たまに「先生にとって理想のバレエはどんなものですか?」
と聞かれる事があります。
そんな時、む~、と考え込んでしまうのですが・・・
多分、どの立場からバレエを観るかで、理想は変化すると思います。
また、理想というよりは、好み、といった方が私はしっくりきます。
技術的に一定のレベルを満たした後は、やっぱり心の琴線に触れるか触れないか、が問題になり、そこは突き詰めるとやっぱり個人の好みになると思うんですよね。
プロとしてならば、「お金を払っても観たい!」と思うものを最低基本としてほしい。欲を言えば、興奮をプラスしてほしい。心を動かしてほしい。プロでしか成しえないであろう、細部まで手が届いた、最高に精密なものの上に心が通じる公演が観たい。
「発表会」としてならば、キラキラしていてほしい。技術的な課題はともかく、あ~、踊るのが好きなんだなあ、頑張ってるなあ、かわいいなあ、楽しそうだなあ~、と子供達が舞台上で生き生きしている姿が観たい。

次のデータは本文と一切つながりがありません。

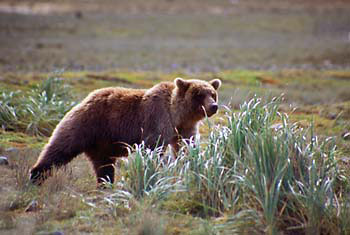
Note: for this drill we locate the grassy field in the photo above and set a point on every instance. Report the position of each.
(264, 165)
(274, 160)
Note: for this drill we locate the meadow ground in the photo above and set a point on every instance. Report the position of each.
(299, 49)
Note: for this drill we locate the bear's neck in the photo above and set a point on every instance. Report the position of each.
(182, 117)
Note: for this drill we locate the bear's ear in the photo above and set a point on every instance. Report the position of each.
(216, 83)
(181, 84)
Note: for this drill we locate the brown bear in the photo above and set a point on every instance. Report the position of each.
(110, 119)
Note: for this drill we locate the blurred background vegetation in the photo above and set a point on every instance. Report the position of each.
(264, 164)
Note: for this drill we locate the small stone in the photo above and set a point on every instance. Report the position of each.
(346, 136)
(3, 160)
(33, 206)
(12, 150)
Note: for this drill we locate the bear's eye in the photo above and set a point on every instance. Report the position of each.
(199, 96)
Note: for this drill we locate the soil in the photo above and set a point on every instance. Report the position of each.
(173, 35)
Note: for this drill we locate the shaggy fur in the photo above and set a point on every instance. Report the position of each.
(110, 119)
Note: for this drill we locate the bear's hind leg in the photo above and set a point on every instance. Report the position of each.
(49, 158)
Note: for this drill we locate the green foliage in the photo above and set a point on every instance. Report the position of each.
(38, 111)
(262, 172)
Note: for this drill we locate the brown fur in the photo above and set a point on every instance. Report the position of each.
(111, 118)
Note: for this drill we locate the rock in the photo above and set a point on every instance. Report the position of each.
(33, 206)
(12, 150)
(3, 160)
(346, 136)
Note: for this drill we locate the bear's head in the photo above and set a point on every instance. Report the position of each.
(197, 96)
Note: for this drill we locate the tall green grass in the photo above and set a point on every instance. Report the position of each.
(37, 111)
(258, 170)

そういう意味では、10月の発表会を観に来てくれていた子供達が、観終わったあと、ロビーで踊っていたという話を聞いて、とても嬉しかったです。中には、その後バレエを始めた子もいるそうな。コロナ禍の中、何か明るいやる気につながっていたら本当に嬉しい。
技術的には、綺麗なアン・ディオールからの足先が逃げ出すようなデブロッぺが好き。回転は音楽とシンクロしていてアクセントが欲しい。背中、首、腕、は流れるような美しい動きの中に、そこはかとなく物思いが漂う感じが好き。ジャンプは空気を切り裂いて、空中に浮遊する感じがあるジャンプが好き。
そして何より、物語がないバレエであれば音楽を、物語があるバレエであれば演じている人物の心情を伝えて訴えてくる踊りが好き。